One possibility is to reduce the attack surface of the browser by disabling
JavaScript; taking away the ability to execute code in the browser's
address space would make a lot of attacks impractical. TBB does ship with
the invaluable NoScript extension, but,
as any NoScript user quickly discovers, turning off JavaScript breaks a lot
of web sites. One does not know anger until one discovers, at the end of
filling in a long web form, that the "submit" button runs a JavaScript
snippet (usually for some relatively useless purpose) and the form cannot
be submitted. So, in the interest of having TBB actually be usable, recent
versions of TBB ship with NoScript configured to allow JavaScript on all
sites.
There is a
project in the works to equip TBB with a "security slider" that would
allow users to select the balance between security and usability. But
that feature is not yet ready for release; in the meantime, TBB users may
want to consider enabling NoScript on their own. But, as the Tor project
pointed out in its
August 5 advisory, disabling JavaScript is far from a complete
solution:
And finally, be aware that many other vectors remain for
vulnerabilities in Firefox. JavaScript is one big vector for
attack, but many other big vectors exist, like css, svg, xml, the
renderer, etc.
There has been a certain amount of complaining that the Tor project
silently fixed the vulnerability in June when it should have been making
sure that users knew about the scale of the problem. Some users have gone
so far as to state that TBB is a forked
version of Firefox and, as such, it should be issuing its own security
advisories.
The problem with this idea, of course, is that the Tor project is not
really in a position to understand all of the many fixes applied by the Firefox
developers. Even then, it is not always clear at the outset — even to
Firefox developers — that a
specific bug is exploitable. As Tor developer Jacob Appelbaum put it, the project just does not have the
resources to duplicate the advisories that Mozilla is already issuing when
it releases a browser update:
We're understaffed, so we tend to pick the few things we might
accomplish and writing such advisory emails is weird unless there
is an exceptional event. Firefox bugs and corresponding updates are
not exceptional events.
Experience quickly shows that security advisories are also far from being
exceptional events; more advisories would not necessarily convince that
many more users to upgrade their TBB installations. TBB already checks to
see if it is out of date and informs the user if an upgrade is available;
there is talk of making that notification stronger, especially as the time
since the update was released increases. Automatic updates were also
discussed, but there seems to be little interest in taking that path; there
seems to be some fear that the update mechanism itself could be targeted by
attackers.
In the end, there are a couple of straightforward conclusions that can be
drawn, starting with the fact that there may not be a whole lot the Tor
project can do to avoid a repeat of this type of attack.

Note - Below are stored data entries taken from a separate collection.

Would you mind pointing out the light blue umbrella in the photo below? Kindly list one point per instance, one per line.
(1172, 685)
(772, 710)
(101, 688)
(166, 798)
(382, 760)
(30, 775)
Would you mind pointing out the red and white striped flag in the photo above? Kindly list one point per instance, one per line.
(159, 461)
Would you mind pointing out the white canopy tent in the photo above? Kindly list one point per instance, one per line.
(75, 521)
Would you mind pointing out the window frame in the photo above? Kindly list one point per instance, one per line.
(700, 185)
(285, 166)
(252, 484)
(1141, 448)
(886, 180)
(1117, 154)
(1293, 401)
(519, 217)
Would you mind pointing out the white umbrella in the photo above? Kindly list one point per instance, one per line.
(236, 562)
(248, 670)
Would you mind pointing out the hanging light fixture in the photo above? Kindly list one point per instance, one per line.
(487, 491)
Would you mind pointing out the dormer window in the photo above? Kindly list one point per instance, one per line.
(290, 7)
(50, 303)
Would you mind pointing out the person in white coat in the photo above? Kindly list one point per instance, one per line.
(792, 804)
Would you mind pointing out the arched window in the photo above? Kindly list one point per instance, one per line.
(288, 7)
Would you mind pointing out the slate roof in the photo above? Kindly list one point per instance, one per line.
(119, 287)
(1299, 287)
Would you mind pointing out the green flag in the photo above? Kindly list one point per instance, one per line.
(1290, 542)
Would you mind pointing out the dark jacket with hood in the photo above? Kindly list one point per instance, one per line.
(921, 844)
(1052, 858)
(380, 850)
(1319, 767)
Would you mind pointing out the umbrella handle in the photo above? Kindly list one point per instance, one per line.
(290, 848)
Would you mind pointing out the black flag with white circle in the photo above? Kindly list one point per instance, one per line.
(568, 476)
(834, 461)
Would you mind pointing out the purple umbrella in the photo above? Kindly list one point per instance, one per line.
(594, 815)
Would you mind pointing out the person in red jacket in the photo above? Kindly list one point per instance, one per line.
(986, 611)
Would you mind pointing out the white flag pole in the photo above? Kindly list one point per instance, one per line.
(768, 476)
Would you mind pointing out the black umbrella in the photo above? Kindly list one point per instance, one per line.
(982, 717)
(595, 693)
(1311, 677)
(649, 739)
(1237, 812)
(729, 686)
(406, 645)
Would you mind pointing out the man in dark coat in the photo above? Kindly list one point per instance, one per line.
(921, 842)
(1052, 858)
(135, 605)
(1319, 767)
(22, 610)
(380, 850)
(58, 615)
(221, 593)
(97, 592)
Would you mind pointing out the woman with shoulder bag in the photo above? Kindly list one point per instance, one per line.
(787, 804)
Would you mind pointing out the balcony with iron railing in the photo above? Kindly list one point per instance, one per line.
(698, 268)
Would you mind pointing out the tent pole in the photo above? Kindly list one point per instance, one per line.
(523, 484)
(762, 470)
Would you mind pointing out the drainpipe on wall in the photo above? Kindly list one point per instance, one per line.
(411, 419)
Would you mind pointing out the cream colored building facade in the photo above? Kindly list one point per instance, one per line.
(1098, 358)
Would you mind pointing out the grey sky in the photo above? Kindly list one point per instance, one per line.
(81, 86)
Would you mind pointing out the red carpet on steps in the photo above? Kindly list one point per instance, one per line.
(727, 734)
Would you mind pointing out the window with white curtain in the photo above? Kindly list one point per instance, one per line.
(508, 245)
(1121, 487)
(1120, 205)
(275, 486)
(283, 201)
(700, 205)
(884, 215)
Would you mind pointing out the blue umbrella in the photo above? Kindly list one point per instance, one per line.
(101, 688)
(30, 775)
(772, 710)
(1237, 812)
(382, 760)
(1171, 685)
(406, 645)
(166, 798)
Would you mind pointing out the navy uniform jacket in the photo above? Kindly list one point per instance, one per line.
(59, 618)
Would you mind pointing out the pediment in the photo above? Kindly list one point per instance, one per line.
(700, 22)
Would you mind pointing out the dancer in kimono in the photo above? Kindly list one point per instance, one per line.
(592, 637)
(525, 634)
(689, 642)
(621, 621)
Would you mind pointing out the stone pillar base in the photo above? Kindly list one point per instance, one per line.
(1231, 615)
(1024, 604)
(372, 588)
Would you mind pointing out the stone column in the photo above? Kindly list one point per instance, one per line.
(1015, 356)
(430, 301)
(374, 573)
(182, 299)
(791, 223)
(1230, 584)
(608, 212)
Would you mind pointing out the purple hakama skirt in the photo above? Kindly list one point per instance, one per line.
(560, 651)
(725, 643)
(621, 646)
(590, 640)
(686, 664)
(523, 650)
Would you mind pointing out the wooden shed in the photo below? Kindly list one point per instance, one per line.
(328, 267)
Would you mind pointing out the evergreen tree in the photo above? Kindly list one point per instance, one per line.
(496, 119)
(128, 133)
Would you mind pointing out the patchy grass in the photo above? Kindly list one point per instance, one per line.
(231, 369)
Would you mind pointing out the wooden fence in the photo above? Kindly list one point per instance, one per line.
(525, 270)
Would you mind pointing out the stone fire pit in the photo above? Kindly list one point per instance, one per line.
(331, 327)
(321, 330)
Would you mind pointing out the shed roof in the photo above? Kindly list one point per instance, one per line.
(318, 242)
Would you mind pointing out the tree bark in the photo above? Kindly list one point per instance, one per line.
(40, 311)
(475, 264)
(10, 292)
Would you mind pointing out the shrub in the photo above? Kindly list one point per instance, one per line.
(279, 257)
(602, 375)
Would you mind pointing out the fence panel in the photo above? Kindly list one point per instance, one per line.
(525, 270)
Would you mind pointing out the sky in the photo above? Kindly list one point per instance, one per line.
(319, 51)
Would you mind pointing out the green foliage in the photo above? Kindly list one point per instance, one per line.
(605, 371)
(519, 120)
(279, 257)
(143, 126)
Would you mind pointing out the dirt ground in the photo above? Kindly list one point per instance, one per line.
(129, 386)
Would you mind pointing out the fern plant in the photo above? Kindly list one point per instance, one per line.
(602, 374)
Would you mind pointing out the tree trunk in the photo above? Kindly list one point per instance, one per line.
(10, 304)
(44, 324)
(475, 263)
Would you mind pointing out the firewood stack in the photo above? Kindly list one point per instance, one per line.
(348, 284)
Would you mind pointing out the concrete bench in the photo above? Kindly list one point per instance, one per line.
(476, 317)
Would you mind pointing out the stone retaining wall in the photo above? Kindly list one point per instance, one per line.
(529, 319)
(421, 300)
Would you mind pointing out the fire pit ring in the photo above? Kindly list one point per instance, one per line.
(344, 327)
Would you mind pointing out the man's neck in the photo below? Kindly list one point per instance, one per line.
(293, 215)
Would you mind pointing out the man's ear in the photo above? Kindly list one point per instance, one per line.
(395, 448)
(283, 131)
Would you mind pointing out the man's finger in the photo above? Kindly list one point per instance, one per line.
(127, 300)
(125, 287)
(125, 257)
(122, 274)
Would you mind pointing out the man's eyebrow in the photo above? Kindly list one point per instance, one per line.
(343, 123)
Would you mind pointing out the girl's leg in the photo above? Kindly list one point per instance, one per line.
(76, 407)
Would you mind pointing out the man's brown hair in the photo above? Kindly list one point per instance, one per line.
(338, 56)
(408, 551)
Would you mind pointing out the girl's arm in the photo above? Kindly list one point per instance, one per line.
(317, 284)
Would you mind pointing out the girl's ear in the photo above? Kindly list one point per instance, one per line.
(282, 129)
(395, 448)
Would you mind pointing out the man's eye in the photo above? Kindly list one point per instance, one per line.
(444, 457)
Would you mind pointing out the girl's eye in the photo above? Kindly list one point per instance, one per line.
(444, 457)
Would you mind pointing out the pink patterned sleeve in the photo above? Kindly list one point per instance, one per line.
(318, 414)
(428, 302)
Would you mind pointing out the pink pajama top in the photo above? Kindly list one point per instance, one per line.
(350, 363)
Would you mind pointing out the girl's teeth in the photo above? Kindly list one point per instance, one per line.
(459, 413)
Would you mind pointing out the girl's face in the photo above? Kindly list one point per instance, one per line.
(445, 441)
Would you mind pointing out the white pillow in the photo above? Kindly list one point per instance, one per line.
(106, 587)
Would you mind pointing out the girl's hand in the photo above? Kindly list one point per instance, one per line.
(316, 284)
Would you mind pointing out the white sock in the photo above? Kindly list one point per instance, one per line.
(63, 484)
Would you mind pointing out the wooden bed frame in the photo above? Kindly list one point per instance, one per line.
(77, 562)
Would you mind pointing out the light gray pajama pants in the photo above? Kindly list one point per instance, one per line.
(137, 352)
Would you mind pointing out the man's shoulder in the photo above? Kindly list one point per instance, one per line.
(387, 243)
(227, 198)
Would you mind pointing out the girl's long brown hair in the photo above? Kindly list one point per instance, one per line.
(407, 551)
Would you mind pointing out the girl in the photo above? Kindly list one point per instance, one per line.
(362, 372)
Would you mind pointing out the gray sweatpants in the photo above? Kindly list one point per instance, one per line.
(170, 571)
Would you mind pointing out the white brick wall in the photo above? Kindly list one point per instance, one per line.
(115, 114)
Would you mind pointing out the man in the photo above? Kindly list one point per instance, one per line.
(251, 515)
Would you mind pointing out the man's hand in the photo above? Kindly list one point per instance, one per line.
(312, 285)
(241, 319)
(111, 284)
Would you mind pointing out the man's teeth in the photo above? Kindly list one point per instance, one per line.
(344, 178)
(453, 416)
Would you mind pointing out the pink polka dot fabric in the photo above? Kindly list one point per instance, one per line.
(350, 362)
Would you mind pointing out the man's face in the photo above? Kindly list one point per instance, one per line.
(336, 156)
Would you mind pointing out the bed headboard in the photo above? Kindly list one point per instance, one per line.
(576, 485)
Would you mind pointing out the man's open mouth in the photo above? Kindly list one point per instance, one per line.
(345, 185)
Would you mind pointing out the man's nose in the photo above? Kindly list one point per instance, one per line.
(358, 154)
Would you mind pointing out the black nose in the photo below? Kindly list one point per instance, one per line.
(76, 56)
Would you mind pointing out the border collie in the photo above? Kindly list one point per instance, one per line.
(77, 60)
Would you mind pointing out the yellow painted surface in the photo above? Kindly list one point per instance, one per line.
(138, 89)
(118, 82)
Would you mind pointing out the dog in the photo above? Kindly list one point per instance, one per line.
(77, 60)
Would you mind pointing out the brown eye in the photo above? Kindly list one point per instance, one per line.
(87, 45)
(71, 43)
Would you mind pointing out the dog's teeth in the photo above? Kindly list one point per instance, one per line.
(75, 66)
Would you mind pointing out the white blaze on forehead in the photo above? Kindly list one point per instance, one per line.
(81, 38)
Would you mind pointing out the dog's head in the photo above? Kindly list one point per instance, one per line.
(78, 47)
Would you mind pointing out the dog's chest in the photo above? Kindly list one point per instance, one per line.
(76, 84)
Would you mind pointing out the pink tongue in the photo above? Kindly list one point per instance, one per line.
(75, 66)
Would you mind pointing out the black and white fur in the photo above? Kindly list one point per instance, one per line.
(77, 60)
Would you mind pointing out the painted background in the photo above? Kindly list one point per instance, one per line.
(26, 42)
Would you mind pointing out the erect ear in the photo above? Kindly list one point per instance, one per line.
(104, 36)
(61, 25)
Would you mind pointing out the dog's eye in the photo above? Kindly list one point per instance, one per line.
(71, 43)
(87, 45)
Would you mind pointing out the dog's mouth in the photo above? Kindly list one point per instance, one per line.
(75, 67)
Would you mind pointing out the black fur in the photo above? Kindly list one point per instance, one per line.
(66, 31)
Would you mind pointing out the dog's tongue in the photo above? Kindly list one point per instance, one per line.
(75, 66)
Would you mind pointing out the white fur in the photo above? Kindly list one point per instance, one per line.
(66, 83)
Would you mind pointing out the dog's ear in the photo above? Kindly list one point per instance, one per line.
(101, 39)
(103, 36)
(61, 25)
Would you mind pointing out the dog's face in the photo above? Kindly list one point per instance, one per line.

The simple truth
seems to be that we, as a community, have neither the resources nor the
skills to properly defend ourselves against attackers who have the
resources of national governments behind them. Software as complex as a
browser is always going to have vulnerabilities in it, even if its
developers are not constantly adding new features. Providing software of
that complexity that is sufficiently secure that people can depend on it
even when their lives are at stake is one of the great challenges of our
time; so far, we have not found the answer.